Las crioglobulinas tipos II o III o mixtas pueden ser un hallazgo sin traducción clínica, deberse a una enfermedad subyacente (categoría:conectivopatías, infecciones) o constituir un síndrome independiente llamado crioglobulinemia mixta esencial (CME). La CME se asocia al virus de la hepatitis C (VHC) hasta en el 95% de los casos.
Clínica, analítica y diagnóstico
Las manifestaciones más frecuentes son las cutáneas (100%), de caracteres similares a los descritos en la VH, aunque los brotes son habituales, produciendo hiperpigmentación residual. Un 70% presenta artralgias y, menos frecuentemente, artritis. Los síntomas neurológicos más frecuentes son la neuropatía periférica sensitivo-motora y la mononeuritis múltiple. Más raros son los ACVA, convulsiones o coma. La nefropatía puede manifestarse por proteinuria, microhematuria, síndrome nefrítico o nefrótico y a veces insuficiencia renal. Se puede producir dolor abdominal. Otras manifestaciones más raras son las pulmonares, Raynaud, urticaria, hepatoesplenomegalia, síndrome de Sjögren y linfadenopatías. El dato analítico característico es la presencia de crioglobulinas. En general, para el diagnóstico de crioglobulinemia se exige que el criocrito sea superior al 1%. Su detección precisa de una técnica cuidadosa. Es típico el FR positivo y el descenso selectivo del C4. La biopsia renal más frecuente es la GMN membranoproliferativa con depósitos intraluminales de trombos PAS positivo y por IF depósito de IgM, IgG y C3.
Tratamiento y pronóstico
El tratamiento de elección de la CME por VHC es el interferón-α solo o combinado con rivabirina.
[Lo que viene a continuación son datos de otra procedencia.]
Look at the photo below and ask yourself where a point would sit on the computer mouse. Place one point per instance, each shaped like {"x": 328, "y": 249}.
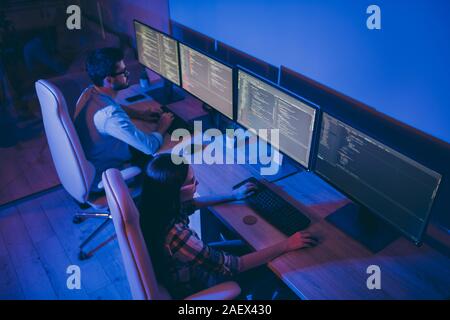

La terapia con esteroides y citotóxicos, asociados o no a plasmaféresis, se utiliza transitoria e inicialmente en las complicaciones vasculíticas graves, como la nefropatía grave, alteración neurológica progresiva, vasculitis sistémica y afectación cutánea extensa. El pronóstico depende sobre todo de la afectación renal. Algunos pacientes con CME pueden desarrollar trastornos linfoproliferativos.